The modified giftbox technique using a nonabsorbable suture loop provides a strong and reliable construct for Achilles tendon repair. Results to date in 20 patients have shown good to excellent results with regard to plantar flexion strength, rerupture, and return to previous level of activity. The technique requires further investigation with direct comparison with the gold standard Krackow and standard giftbox techniques with regard to strength, rerupture rate, suture pullout, return to athletic activity, and long-term patient satisfaction. Preliminary results, however, have been promising for its utility.

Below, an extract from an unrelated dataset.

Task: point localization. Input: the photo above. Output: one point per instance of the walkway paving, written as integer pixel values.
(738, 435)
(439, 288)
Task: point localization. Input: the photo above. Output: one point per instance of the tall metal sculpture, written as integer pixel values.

REFERENCES 1. Sadoghi P, Rosso C, Valderrabano V, et al.. Initial Achilles tendon repair strength—synthesized biomechanical data from 196 cadaver repairs. Int Orthop. 2012;36:1947–1951. 2. Labib SA, Rolf R, Dacus R, et al.. The “Giftbox” repair of the Achilles tendon: a modification of the Krackow technique. Foot Ankle Int. 2009;30:410–414. 3. Deramo DM, White KL, Parks BG, et al.. Krackow locking stitch versus nonlocking premanufactured loop stitch for soft-tissue fixation: a biomechanical study. Arthroscopy. 2008;24:599–603. 4. White KL, Camire LM, Parks BG, et al.. Krackow locking stitch versus locking premanufactured loop stitch for soft-tissue fixation: a biomechanical study. Arthroscopy. 2010;26:1662–1666. 5. Turker M, Cetik O, Kilicoglu O, et al.. Over-the-top knot placement technique enhances tensile stability of tendon repairs. Foot Ankle Int. 2010;31:1006–1013. 6. Thompson TC. A test for rupture of the tendo achillis. Acta Orthop Scand. 1962;32:461–465. 7. Simmonds FA. The diagnosis of the ruptured Achilles tendon. Practitioner. 1957;179:56–58. 8. Talbot JC, Williams GT, Bismil Q, et al.. Results of accelerated postoperative rehabilitation using novel “suture frame” repair of Achilles tendon rupture. J Foot Ankle Surg. 2012;51:147–151.